日野氏:まず、年末年始の商戦では自社タイトルでシリーズ第2弾となる『レイトン教授と悪魔の箱』(ニンテンドーDS向け)をリリースしました。1作目のヒットが奏功したことから、当初から僕らの予想外の受注数をいただき、社の売り上げに大きく貢献するタイトルとなりました。

 2007年全体を振り返ってみても、『レイトン教授』2作品の合計で、約170万本以上の出荷が実現できました。パブリッシャー事業を始めてまだ1年目なのに、こんなにいい結果を残させてもらっていいのだろうかと、改めてびっくりしています。

 この結果に至るまでのプロセスについては、いろいろと反省点が多いのも事実です。ただ、幸いなことに、多くの方々にうまくフォローしてもらうことができ、何とかパブリッシャーの一員として、先行する企業の皆さんの仲間に入れたのかなという手応えを感じています。今後もディベロッパー事業と共に、パブリッシャー事業もさらに成功できるように戦略を考えて進めていきます。

――昨年は、ディベロッパーとして大きなプロジェクトを抱える一方で、パブリッシャーとして業界が驚くような仕掛けを次々に繰り出していきましたね。そこに不安はなかったのですか。

日野氏:不安は、ほとんど感じていませんでしたね。少々あったとすると、1作目の『レイトン教授と不思議な町』をリリースするときでしょうか。自社タイトルを送り出すのは、初めての経験でしたから、若干「どうなるのかな……」という気持ちはあったように思います。

 でも、このタイトルが好調に滑り出してからは、不安を感じるどころか、新しい取り組みが楽しくてしょうがありませんでした。具体的には、ゲームの声優キャストを呼んだ大規模な発表会や、「東京ゲームショウ2007」で実施した“DSソフトの体験版配布”がその取り組みの1つです。

 反省点は多々ありますが、このようにゲームマーケットに対していろいろな“挑戦”をさせてもらい、その結果は僕らにとって貴重な経験となりました。
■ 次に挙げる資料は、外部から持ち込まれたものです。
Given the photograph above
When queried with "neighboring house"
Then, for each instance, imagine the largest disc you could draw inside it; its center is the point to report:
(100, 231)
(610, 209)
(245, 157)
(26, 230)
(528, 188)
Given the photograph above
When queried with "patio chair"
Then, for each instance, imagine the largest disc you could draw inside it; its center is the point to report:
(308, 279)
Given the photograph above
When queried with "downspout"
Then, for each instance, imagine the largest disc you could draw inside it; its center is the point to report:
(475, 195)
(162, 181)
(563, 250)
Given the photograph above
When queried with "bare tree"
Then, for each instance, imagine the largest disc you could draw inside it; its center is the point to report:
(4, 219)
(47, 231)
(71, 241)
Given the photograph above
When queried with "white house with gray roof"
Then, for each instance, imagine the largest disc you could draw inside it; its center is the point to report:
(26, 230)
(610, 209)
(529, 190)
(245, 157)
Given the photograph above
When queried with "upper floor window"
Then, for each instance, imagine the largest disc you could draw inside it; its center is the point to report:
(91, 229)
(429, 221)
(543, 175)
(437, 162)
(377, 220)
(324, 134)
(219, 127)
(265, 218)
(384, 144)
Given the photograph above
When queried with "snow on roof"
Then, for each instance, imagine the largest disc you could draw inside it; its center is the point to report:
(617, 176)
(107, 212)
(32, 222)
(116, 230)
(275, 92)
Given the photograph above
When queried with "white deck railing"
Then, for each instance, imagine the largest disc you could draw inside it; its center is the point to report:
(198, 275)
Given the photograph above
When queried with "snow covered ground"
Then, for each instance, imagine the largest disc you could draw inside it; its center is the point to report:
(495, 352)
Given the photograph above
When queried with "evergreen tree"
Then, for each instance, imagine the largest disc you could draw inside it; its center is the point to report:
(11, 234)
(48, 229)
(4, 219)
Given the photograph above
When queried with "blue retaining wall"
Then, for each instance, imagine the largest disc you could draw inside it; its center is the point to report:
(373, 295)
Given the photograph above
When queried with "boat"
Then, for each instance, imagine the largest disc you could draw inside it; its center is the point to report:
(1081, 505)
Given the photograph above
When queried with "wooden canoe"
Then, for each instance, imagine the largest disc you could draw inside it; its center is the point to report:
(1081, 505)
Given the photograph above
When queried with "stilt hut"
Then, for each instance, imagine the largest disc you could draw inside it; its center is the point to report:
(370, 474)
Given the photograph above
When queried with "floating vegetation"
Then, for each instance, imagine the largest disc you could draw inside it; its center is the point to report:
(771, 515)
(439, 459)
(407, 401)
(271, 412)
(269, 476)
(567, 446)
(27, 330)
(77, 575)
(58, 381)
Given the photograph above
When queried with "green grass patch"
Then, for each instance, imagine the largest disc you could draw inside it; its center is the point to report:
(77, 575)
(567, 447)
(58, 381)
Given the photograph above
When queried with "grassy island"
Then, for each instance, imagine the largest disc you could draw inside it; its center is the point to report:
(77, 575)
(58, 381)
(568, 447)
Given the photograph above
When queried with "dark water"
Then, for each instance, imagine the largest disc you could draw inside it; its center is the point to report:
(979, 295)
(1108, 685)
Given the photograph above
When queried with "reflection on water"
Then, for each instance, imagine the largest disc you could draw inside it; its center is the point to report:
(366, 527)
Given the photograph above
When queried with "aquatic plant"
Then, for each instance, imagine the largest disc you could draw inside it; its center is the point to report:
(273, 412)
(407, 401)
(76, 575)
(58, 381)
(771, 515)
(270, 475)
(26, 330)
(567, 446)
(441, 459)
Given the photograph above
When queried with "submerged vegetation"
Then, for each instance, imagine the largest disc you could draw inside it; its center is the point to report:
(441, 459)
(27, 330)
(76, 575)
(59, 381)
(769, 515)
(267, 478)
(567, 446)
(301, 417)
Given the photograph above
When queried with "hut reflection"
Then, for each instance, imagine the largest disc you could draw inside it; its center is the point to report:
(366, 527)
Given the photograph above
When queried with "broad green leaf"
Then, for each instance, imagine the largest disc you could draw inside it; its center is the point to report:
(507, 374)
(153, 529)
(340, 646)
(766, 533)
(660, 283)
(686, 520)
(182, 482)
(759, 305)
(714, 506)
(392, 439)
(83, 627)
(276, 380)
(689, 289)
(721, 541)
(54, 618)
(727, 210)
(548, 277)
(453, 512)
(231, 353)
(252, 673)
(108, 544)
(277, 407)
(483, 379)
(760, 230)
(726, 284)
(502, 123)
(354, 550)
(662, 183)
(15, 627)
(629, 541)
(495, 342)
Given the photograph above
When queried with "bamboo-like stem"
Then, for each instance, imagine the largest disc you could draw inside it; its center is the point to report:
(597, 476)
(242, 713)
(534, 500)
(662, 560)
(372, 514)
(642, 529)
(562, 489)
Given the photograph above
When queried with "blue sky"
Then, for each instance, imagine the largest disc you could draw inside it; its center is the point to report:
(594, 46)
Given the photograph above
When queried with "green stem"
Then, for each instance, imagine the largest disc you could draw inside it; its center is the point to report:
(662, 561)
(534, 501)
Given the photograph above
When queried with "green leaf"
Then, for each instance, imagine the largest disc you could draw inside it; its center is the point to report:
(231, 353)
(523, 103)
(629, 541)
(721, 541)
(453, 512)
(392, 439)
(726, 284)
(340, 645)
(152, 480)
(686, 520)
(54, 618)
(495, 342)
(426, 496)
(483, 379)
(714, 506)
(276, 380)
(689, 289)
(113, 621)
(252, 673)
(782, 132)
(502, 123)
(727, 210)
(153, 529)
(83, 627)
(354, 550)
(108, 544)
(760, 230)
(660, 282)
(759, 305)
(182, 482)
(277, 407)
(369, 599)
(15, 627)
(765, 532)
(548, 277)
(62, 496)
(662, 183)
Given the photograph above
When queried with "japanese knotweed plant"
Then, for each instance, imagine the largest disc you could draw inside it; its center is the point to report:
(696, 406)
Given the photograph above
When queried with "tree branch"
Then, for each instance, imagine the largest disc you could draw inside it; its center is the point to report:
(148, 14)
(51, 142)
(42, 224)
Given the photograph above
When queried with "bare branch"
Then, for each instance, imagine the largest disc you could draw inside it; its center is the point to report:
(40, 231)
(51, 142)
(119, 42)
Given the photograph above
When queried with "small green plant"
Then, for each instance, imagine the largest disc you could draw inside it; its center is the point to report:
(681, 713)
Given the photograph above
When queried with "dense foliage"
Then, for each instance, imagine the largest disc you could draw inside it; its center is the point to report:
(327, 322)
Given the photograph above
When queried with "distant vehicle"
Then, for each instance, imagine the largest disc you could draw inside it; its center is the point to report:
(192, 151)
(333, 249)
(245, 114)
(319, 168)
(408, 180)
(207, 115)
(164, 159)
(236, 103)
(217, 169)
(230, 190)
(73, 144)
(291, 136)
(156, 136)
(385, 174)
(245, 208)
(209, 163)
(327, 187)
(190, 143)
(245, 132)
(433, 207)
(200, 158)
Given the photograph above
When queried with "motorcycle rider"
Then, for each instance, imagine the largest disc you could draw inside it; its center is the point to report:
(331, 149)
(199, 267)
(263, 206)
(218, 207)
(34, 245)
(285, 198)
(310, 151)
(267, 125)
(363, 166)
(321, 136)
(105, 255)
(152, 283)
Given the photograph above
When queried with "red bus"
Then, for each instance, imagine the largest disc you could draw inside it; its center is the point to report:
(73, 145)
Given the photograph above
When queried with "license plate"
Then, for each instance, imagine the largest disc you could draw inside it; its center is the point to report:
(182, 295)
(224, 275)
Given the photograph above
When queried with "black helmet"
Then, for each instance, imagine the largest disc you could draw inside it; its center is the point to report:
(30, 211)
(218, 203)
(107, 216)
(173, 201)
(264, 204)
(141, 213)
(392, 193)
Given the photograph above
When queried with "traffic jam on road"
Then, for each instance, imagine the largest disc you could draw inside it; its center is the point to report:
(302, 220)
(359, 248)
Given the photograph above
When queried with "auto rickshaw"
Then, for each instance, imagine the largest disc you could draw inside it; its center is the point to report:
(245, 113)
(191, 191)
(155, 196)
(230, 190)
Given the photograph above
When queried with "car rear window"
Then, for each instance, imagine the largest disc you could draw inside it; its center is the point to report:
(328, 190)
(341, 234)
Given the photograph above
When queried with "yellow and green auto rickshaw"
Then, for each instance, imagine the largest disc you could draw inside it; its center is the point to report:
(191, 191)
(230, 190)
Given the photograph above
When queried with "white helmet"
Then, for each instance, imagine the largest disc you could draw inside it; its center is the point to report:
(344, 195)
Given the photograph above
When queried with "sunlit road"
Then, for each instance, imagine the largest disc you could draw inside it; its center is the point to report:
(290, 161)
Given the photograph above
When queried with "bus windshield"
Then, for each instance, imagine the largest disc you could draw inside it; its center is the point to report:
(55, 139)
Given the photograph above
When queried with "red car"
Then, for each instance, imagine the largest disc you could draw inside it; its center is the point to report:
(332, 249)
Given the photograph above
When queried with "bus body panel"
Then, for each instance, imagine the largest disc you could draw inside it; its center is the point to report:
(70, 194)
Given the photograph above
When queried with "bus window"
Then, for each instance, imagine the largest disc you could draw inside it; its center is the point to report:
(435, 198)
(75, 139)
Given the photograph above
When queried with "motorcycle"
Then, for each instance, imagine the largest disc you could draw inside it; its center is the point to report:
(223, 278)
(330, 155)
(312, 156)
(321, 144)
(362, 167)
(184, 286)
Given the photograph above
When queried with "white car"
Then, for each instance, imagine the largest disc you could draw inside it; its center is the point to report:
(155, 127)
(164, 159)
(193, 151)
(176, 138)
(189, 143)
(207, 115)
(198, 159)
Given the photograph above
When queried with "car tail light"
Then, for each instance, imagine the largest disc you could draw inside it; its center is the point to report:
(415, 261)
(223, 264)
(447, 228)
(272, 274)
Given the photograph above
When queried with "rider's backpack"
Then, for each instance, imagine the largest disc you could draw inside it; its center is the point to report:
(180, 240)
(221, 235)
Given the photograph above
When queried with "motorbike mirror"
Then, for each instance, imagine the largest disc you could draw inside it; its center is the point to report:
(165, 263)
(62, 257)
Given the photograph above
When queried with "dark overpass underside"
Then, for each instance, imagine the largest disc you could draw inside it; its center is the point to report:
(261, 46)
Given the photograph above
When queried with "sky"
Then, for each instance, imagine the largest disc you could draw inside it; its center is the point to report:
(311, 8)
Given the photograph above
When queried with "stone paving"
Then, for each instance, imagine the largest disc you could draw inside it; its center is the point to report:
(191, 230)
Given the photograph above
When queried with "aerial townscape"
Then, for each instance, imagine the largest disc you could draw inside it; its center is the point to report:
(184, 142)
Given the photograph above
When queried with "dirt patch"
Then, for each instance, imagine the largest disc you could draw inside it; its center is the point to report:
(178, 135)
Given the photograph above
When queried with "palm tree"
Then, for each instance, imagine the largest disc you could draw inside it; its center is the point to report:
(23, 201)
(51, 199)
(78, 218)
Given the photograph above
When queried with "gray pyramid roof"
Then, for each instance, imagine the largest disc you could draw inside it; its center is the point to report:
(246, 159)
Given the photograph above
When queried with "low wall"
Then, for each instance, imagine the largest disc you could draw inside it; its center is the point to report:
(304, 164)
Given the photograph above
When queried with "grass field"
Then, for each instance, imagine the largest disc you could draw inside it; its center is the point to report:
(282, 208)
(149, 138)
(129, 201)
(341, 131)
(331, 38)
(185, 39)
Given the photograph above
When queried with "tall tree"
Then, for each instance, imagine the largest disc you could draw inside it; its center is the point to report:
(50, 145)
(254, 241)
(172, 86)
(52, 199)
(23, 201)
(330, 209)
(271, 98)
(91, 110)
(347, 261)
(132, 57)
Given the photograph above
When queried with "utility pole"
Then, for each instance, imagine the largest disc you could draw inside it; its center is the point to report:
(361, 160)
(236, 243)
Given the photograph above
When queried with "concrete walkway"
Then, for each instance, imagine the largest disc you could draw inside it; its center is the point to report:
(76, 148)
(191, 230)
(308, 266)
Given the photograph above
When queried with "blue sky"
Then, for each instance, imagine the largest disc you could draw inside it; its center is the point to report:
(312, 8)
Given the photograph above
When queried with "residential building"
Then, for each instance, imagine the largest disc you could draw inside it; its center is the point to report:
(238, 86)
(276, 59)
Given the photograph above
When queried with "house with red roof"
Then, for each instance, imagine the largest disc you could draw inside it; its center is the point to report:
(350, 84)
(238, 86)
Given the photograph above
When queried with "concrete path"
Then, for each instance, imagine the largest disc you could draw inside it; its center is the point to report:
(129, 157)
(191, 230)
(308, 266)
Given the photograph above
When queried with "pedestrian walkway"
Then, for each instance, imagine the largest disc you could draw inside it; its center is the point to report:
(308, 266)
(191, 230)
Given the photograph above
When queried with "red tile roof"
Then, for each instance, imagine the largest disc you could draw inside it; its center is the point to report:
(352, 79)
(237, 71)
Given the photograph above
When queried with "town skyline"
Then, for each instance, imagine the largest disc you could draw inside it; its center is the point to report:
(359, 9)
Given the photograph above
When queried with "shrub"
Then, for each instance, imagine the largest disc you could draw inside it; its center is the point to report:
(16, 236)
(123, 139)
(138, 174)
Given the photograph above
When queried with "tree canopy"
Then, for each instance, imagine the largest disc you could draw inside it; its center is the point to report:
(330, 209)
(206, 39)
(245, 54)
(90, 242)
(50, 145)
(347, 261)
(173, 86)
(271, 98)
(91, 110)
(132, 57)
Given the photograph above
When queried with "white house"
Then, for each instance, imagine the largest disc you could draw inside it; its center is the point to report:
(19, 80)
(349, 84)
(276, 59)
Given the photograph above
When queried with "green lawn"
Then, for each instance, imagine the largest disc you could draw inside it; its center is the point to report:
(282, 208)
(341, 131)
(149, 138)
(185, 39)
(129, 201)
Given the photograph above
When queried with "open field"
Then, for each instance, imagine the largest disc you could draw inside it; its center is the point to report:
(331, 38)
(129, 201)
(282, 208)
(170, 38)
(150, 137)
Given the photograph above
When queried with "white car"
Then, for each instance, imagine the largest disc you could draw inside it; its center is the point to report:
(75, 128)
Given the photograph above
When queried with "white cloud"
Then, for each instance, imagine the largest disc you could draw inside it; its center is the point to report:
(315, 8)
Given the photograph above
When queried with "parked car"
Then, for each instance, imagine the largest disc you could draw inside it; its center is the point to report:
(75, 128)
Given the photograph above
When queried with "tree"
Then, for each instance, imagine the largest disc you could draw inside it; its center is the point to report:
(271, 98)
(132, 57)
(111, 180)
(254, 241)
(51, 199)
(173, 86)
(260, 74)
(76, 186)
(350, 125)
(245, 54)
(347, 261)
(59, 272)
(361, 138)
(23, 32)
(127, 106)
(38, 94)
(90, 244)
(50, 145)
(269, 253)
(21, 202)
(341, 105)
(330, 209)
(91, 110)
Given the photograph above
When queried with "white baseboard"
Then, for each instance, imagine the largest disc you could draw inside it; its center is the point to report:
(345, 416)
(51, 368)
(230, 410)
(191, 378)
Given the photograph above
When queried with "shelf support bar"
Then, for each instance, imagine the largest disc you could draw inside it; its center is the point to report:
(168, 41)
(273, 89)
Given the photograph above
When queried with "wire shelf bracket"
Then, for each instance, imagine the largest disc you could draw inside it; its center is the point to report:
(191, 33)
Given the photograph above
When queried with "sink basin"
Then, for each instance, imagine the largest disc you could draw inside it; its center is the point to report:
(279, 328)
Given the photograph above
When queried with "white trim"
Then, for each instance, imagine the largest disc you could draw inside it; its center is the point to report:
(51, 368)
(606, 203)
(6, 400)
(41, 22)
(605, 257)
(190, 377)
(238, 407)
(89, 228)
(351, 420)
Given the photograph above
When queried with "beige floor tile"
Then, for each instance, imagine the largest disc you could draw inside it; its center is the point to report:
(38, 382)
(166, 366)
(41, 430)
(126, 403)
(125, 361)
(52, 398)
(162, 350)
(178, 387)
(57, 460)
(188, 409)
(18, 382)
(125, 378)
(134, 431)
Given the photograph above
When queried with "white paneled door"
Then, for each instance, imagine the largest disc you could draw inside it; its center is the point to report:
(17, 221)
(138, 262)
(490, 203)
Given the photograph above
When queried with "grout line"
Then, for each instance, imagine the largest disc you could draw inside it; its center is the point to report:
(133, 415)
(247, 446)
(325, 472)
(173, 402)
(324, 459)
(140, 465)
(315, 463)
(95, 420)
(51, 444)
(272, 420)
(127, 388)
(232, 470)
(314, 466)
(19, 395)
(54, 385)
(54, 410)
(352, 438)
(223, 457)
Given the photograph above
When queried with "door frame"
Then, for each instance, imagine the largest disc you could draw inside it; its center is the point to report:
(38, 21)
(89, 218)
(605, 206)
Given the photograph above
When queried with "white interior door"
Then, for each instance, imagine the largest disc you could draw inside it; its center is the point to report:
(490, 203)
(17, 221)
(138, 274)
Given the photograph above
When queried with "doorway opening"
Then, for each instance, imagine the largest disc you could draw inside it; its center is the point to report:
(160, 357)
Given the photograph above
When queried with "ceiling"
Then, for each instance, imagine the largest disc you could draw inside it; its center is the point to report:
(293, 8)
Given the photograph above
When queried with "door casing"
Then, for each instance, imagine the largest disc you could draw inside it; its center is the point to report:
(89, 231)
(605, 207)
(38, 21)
2007年11月に発売され、年末年始商戦で大きなセールスを実現した『レイトン教授』シリーズ第2弾『レイトン教授と悪魔の箱』
(C)2007 LEVEL-5 Inc.

――パブリッシャーになって大きく変わったことは何でしょう。

日野氏:今まで僕がディベロッパーの視点で見てきたゲーム業界と、パブリッシャーの視点で見るそれは、見え方が大きく違っていて、これは新鮮で面白く感じましたね。例えば、(開発の立場と、売る立場では)仕事で付き合う人たちが変わります。当然、手にする情報の量や質も変わってきます。

 ディベロッパー事業だけのときは、情報を得る場がソフトをリリースされるパブリッシャーの担当者の方との付き合いに限られていました。それ以外では、各種の会合などで会うクリエーター同士の情報交換くらいでしょうか。

 それに、ディベロッパーとして手がけたソフトは、僕らの権利物ではないので、我々が前面に立って、作品のビジネス展開について考えることも、話すこともありませんでした。

 一方、パブリッシャーは作品の版元ですので、ゲームのマンガ化をはじめ映画化やアニメ化などのときに、さまざまなメディアの方たちと話し合いをして、作品の展開を考えていくことになります。この部分が大きく変わりましたし、すごく楽しいですね。

 「アニメの世界や映画の世界って、こうなっているんだ」という具合に、新たな発見がありましたし、いろいろな経験ができました。今では僕がマンガやアニメのプロットを書いているんですよ。しかも、ゲームの企画と同じフォーマットで書いたものが、アニメなどの制作でも通用しているんです。これも1つの発見でしたね。

 このように、ゲームを作っていながら、ゲーム以外の世界にも、かかわることができる立場の変化が、何よりも大きいと思います。